O'Harte F P, Boyd A C, McKillop A M, Abdel-Wahab Y H, McNulty H, Barnett C R, Conlon J M, Højrup P, Flatt P R
School of Biomedical Sciences, University of Ulster, BT52 1SA, Northern, Coleraine, Ireland.
Peptides. 2000 Oct;21(10):1519-26. doi: 10.1016/s0196-9781(00)00306-5.
Human insulin was glycated under hyperglycemic reducing conditions and a novel diglycated form (M(r) 6135.1 Da) was purified by RP-HPLC. Endoproteinase Glu-C digestion combined with mass spectrometry and automated Edman degradation localized glycation to Gly(1) and Phe(1) of the insulin A- and B-chains, respectively. Intraperitoneal (i.p.) administration of diglycated insulin to mice alone or in combination with glucose (7 nmol/kg) resulted in a 43-61% and 11-34% reduction in glucose lowering activity, respectively, compared with native insulin. Consistent with these findings, diglycated insulin (10(-9) to 10(-7) mol/liter) was 22-38% less effective (P < 0.001) than native insulin in stimulating glucose uptake, glucose oxidation and glycogen production in isolated mouse abdominal muscle.

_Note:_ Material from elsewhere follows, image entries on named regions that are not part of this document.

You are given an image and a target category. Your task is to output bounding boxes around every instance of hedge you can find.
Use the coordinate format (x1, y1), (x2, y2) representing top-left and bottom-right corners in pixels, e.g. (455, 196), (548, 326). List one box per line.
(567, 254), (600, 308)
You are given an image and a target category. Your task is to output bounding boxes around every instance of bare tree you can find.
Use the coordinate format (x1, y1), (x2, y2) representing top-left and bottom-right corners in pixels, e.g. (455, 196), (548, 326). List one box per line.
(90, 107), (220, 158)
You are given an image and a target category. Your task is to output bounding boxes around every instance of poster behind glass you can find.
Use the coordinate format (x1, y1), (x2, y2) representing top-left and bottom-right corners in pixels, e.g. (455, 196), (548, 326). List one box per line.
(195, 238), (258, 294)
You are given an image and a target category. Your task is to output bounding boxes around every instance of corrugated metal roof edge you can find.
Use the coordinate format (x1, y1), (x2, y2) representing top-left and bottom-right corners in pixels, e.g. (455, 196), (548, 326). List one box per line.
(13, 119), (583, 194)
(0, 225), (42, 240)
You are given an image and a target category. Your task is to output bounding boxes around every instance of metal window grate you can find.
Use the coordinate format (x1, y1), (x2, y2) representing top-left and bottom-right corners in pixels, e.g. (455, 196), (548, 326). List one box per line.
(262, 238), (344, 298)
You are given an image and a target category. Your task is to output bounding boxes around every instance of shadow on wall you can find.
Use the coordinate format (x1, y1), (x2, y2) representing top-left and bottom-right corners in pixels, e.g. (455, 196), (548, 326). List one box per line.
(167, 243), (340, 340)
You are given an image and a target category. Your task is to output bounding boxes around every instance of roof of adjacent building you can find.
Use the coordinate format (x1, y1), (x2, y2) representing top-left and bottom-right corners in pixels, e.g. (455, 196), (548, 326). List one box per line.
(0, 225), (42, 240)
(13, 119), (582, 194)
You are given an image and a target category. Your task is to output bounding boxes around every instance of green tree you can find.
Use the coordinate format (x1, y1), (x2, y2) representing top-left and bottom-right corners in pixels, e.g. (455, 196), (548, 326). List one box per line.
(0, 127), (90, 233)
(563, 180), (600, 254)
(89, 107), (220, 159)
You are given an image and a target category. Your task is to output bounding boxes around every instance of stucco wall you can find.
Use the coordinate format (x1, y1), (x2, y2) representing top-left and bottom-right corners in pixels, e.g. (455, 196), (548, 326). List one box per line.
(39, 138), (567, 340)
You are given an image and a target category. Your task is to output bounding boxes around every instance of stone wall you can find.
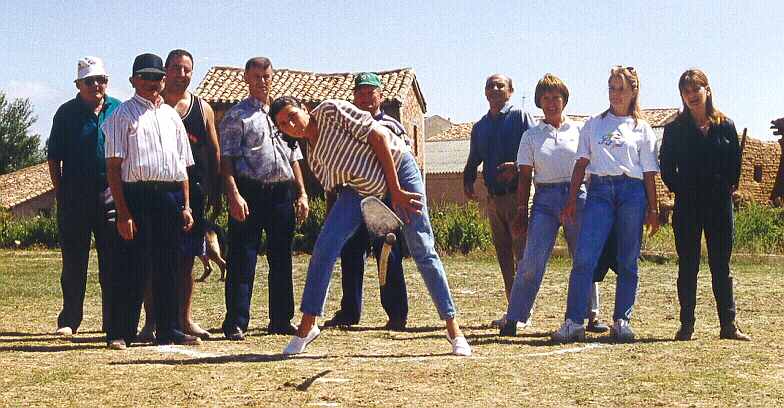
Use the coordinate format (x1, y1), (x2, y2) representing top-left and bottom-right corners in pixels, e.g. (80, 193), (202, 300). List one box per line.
(737, 138), (781, 203)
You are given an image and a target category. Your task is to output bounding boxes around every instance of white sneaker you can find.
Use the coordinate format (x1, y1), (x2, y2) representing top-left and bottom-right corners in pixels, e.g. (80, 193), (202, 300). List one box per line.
(54, 326), (73, 337)
(446, 333), (471, 357)
(610, 319), (634, 343)
(283, 324), (321, 356)
(550, 319), (585, 343)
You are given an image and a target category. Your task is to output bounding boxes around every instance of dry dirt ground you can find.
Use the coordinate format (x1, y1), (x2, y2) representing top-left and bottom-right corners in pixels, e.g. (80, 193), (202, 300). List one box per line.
(0, 251), (784, 407)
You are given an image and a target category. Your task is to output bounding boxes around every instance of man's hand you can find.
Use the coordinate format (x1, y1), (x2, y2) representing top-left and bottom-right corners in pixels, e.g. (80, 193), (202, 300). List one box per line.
(117, 213), (137, 241)
(463, 183), (476, 201)
(495, 162), (517, 184)
(645, 210), (659, 237)
(229, 191), (250, 222)
(182, 208), (193, 232)
(512, 209), (528, 238)
(294, 194), (310, 225)
(389, 190), (424, 224)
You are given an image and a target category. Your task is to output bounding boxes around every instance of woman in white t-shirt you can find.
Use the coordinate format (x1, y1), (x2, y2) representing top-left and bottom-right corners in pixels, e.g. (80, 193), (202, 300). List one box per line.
(552, 66), (659, 343)
(500, 74), (609, 336)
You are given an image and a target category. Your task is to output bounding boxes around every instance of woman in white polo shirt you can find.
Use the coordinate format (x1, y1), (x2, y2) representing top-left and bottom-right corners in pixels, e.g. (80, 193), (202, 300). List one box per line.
(552, 66), (659, 342)
(500, 74), (608, 336)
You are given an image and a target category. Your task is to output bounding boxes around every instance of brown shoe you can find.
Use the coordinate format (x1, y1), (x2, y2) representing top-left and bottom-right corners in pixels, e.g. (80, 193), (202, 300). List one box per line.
(675, 325), (694, 341)
(184, 323), (210, 340)
(719, 323), (751, 341)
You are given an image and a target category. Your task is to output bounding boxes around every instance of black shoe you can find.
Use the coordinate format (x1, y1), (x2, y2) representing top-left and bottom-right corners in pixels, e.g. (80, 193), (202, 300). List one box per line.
(267, 323), (297, 336)
(498, 320), (517, 337)
(585, 319), (610, 333)
(719, 322), (751, 341)
(323, 312), (359, 327)
(384, 319), (407, 331)
(675, 325), (694, 341)
(223, 326), (245, 341)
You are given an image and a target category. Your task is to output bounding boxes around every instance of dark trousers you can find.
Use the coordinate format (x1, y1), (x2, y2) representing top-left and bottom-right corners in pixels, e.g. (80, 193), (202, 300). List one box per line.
(223, 179), (295, 333)
(672, 197), (735, 327)
(107, 183), (183, 343)
(57, 188), (110, 332)
(339, 224), (408, 323)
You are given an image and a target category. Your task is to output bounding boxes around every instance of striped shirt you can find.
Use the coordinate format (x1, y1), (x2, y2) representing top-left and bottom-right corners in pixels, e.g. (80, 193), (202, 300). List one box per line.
(308, 99), (409, 197)
(101, 95), (193, 182)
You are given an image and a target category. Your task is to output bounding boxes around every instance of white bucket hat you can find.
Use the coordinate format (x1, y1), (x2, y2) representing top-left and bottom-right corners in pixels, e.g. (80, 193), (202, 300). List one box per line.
(76, 57), (109, 81)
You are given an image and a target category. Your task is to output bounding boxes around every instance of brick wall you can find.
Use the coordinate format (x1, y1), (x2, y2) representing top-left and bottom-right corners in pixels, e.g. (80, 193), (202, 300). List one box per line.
(400, 86), (425, 169)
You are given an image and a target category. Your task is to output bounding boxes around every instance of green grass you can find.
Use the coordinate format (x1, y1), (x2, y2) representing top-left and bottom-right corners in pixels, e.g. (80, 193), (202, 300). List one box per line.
(0, 250), (784, 407)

人胰岛素在高血糖还原条件下发生糖基化,通过反相高效液相色谱法(RP-HPLC)纯化得到一种新型的双糖基化形式(分子量6135.1 Da)。内切蛋白酶Glu-C消化结合质谱分析和自动Edman降解法分别将糖基化定位到胰岛素A链的Gly(1)和B链的Phe(1)上。单独给小鼠腹腔注射(i.p.)双糖基化胰岛素或与葡萄糖(7 nmol/kg)联合注射,与天然胰岛素相比,葡萄糖降低活性分别降低了43%-61%和11%-34%。与这些发现一致,在分离的小鼠腹部肌肉中,双糖基化胰岛素(10^(-9)至10^(-7) mol/升)刺激葡萄糖摄取、葡萄糖氧化和糖原生成的效果比天然胰岛素低22%-38%(P < 0.001)。